For elections back in the 90s, the only mediums available then were printed materials, television, radio, and handphones for the few who could afford them. Not much has changed today as a particular government still maintains control of the media all over the country. They only show selected news and what they offer, which is always more than what is shown by the opposition. Only a small audience is reached through printed materials such as brochures, newspapers, and campaigns.
Technology plays a huge role in the upcoming election, why? Parties from both government and the opposition are now empowered through the existence of mobile technology and its various social media platforms, where 98% of young voters are active on a daily basis – Facebook, Twitter, LinkedIn and even Instagram. News Strait Times also remarked that 2018 is the “Facebook Election” year where information on the election is disseminated through the social media platforms more so compared to the others.
They are using hashtags, such as #GE14, #PRU14, #NominationDay and party specific hashtags to connect with the voters on social media. Hashtags have been proven to be a powerful tool, where the social network will index it, thus making it discoverable by others using the same hashtags.
Their influence is spread wider thanks to the existence of Whatsapp, Telegram, and Wechat that lets them tailor their campaigns for potential voters. Candidates and activists are using these platforms and spending money in an effort to create meaningful engagements and even undertake paid ads. Kanzanjy, co-founder of Tech for Campaigns stated that technology is “a tool that provides leverage, distribution scale, and automation to people and processes.”
There are blog platforms such as Wikileaks that expose parties from the inside, which then instils fear of being exposed to the public. Even now, personal blogs written by candidates are designed to engage with their potential voters and educate them regarding their manifesto and future plans for the country.
Big data also plays a role in this upcoming general election. Invoke is a company owned by the Parti Keadilan Rakyat’s vice president, Rafizi Ramli. They collected data from polls on social media and telephone surveys conducted by 20,000 volunteers. It is to identify voter’s sentiment, voting trends and a statistical tool such as to identify regression on voter’s demographic. While it may seem like a close resemblance to Cambridge Analytica, Rafizi Ramli stated that they did not obtain data illegally, but rather, it was provided by a number of volunteers.

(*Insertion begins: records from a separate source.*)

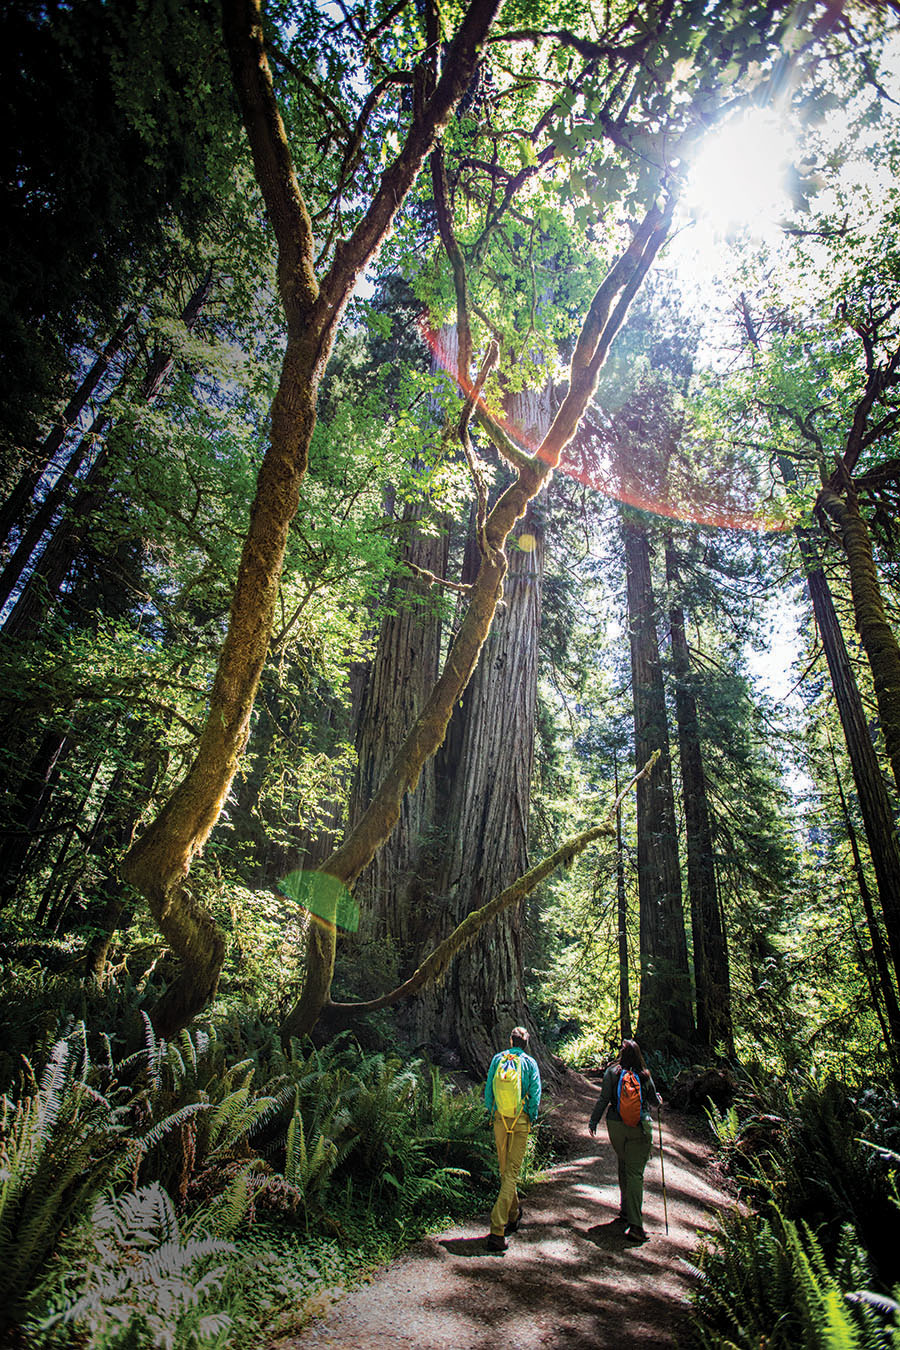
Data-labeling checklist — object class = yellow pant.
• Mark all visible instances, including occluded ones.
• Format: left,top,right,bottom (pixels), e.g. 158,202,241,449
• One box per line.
490,1113,530,1236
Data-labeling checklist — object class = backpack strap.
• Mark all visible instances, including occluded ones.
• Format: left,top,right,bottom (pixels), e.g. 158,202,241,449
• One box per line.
497,1103,525,1134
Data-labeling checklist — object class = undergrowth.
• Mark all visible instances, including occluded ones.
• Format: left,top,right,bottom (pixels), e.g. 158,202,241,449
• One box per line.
1,1017,503,1348
685,1071,900,1348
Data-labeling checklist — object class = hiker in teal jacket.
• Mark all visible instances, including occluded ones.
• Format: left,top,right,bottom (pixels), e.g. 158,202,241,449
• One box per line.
589,1038,660,1242
484,1026,541,1251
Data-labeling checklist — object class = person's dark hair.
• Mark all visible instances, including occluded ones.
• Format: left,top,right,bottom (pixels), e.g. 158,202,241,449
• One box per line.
510,1026,529,1049
617,1038,649,1083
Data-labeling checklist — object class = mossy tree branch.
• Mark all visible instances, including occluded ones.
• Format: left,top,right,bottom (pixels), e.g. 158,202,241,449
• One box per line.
120,0,504,1038
329,751,661,1014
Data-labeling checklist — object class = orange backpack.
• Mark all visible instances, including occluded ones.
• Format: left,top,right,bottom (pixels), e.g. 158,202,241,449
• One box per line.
617,1068,643,1126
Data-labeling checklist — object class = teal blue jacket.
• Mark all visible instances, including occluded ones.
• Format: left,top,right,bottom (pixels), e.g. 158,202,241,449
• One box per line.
484,1047,541,1123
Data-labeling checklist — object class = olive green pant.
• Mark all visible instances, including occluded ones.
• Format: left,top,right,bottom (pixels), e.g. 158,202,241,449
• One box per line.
490,1113,530,1236
606,1115,653,1227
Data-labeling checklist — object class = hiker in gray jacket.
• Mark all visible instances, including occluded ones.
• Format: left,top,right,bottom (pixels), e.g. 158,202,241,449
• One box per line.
588,1039,660,1242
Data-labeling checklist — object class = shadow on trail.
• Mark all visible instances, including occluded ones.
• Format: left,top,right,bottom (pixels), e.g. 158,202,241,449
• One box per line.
438,1237,502,1258
581,1220,626,1248
279,1085,731,1349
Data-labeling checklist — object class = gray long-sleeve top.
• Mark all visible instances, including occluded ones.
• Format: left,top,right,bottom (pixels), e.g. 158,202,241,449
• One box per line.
589,1063,661,1129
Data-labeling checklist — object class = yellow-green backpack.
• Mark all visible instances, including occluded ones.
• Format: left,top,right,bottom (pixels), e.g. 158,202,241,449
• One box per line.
493,1050,524,1118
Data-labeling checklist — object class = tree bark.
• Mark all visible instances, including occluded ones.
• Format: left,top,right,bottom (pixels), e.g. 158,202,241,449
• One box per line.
818,483,900,797
830,745,900,1059
0,313,135,552
623,517,694,1049
285,202,674,1042
117,0,506,1038
326,754,659,1021
666,540,733,1054
418,501,544,1072
348,503,448,966
2,274,212,642
615,755,633,1040
774,455,900,997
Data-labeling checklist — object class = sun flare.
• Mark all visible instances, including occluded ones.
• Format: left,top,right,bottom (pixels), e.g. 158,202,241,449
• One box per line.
685,110,794,235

The idea of using social media and technology for the upcoming general election is to connect with the people and provide them news that is beyond the control of pro-government influences, but it is entirely up to the voters to decide. It’s more than just a medium to let their cause be heard, but also to listen to the people’s voices.
THE DARK SIDE
There are certain things that the Internet is unable to control. Fake news and bots are detrimental to society with even verified platforms tending to spout fake news to its readers. What we can do is verify that the sources and the publishers are neutral and practice diversity in acquiring their information.
Fake bots are relatively new but the influence it brought to social media is impactful and can sway the voters. In America, Russian linked bots took over the Internet during the election as virtual supports to contending parties and had the ability to manipulate the general election as a whole.
The technology that we have at the present time has opened doors for proactive and effective campaigns for the candidates and supporters to gain potential votes. With the existence of creative media shared through social media platforms, the news is spread widely and provides independence for the people and the nation to choose their future leaders. It is our responsibility to make use of the data that we acquire and benefit from it wisely provided we have proof of its credibility.
Nevertheless, who is going to rule the country, it is your respectful duty to go out and vote for whomever you think might bring this nation to be a better Malaysia. Happy voting!